The flashlight! It was a special one used by the Farm Patrol. One button was for ordinary use, the other shone with ten times the brightness of the sun. Flashed into the eyes of an Illegal, it would blind the person for at least half an hour. Matt jammed his thumb on the second button, and the bear’s face turned perfectly white. The animal screamed. It hurled itself away, falling over bushes, moaning with terror, breaking branches as it fled.
Matt struggled to his feet. Where was he? Why was he alone? After a minute he remembered
to switch the beam off to save the battery. Darkness enveloped him, and for a few
minutes he was as blind as the bear. He sat down again, shivering. Gradually, the
night settled back into a normal pattern, and he realized that he was at the oasis.
He cradled the flashlight. Tam Lin had given it to him, to protect him from animals
when he was camping.
Matt found the campfire he’d banked the night before and blew the coals into life.
The flaring light made him feel better. In all the years of camping here, he’d never
seen a bear, though there had been many raccoons, chipmunks, and coyotes. A skunk
had once burrowed into Matt’s sleeping bag in the middle of the night to steal a candy
bar. Tam Lin had burned the sleeping bag and scolded the boy for foolishness.
Matt heaped the fire with dry wood from the supply Tam Lin had always maintained. He could see the familiar outlines of an old cabin and a collapsed grapevine.
Tam Lin wasn’t with him. He would never come here again. He was lying in a tomb beneath the mountain with El Patrón and all of El Patrón’s family and friends, if you could say the old drug lord had friends. The funeral, three months before, had been attended by fifty bodyguards dressed in black suits, with guns hidden under their arms and strapped to their legs. The floor of the tomb had been covered with drifts of gold coins. The bodyguards had filled their pockets with gold, probably thinking their fortunes were made, but that was before they drank the poisoned wine.
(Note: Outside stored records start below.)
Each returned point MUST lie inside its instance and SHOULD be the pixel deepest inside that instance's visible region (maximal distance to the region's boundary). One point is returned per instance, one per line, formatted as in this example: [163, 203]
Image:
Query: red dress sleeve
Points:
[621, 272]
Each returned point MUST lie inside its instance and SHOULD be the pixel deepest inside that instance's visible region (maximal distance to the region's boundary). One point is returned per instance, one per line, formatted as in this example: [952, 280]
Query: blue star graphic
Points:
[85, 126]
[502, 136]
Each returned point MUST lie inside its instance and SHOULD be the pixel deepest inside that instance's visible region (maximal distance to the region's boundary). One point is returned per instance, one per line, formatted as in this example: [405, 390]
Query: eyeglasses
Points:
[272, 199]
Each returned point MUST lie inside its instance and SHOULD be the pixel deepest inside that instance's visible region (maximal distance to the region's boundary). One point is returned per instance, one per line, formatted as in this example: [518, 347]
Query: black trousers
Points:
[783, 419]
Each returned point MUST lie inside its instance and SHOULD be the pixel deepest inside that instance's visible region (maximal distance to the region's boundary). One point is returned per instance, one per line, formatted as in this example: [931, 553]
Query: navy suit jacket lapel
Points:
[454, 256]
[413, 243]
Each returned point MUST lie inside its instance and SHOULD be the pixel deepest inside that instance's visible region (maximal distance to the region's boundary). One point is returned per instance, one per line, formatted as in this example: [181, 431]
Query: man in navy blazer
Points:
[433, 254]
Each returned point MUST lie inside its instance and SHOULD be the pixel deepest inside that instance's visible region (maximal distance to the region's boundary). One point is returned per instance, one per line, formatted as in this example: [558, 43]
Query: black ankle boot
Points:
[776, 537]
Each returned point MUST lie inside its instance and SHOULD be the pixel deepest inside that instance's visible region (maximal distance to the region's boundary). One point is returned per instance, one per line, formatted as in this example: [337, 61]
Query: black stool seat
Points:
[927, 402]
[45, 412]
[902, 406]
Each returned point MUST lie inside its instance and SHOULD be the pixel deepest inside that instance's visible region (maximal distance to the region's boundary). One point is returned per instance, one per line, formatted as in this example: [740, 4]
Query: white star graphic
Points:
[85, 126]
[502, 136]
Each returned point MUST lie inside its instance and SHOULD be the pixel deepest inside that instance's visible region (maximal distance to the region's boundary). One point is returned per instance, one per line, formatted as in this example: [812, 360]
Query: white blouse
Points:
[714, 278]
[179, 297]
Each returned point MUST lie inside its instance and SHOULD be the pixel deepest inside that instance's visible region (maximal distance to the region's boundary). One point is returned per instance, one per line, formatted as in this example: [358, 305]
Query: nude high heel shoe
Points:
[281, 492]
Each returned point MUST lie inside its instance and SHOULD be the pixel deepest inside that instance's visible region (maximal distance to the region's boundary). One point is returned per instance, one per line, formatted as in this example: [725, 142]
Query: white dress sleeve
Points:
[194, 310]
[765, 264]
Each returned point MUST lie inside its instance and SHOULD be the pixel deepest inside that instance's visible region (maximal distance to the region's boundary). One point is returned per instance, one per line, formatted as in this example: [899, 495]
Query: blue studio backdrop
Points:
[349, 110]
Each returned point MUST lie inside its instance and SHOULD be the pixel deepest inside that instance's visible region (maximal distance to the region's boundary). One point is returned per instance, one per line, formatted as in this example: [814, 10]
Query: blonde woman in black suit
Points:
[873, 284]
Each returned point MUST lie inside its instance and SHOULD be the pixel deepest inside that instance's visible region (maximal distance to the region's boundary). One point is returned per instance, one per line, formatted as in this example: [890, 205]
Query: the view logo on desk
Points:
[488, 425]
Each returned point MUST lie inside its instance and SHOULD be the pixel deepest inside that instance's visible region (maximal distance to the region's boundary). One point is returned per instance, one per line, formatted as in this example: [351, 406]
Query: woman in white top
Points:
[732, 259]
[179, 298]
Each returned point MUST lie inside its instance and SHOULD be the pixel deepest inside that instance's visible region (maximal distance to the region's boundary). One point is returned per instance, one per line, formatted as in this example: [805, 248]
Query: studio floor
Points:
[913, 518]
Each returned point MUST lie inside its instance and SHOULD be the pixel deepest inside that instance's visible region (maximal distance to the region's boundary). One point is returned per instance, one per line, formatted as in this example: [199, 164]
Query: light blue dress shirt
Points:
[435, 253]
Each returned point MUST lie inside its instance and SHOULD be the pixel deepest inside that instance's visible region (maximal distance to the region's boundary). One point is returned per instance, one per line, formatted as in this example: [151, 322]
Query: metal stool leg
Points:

Now they would lie at their master’s feet for all eternity, to guard him at whatever fiestas were conducted by the dead. Matt drew the sleeping bag around himself, trembling with grief and nerves.
He would not sleep again. To distract himself, he looked for the constellations Tam
Lin had shown him. It was early spring, and Orion the Hunter was still in the sky.
Matt hoped Tam Lin was roaming now in whatever afterlife he inhabited. The dead in Aztlán came home once a year to celebrate the Day of the Dead with their relatives. They must be somewhere the rest of the time, Matt reasoned. Why shouldn’t they do what made them happiest on earth, and why shouldn’t Tam Lin?
Matt found Polaris, around which the other stars circled, and the Scorpion Star (but that was so easy even an eejit could do it). The Scorpion Star was always in the south and, like Polaris, never moved. Its real name was Alacrán. Matt was proud of this, for it was his name too. The Alacráns were so important, they could lay claim to an actual star.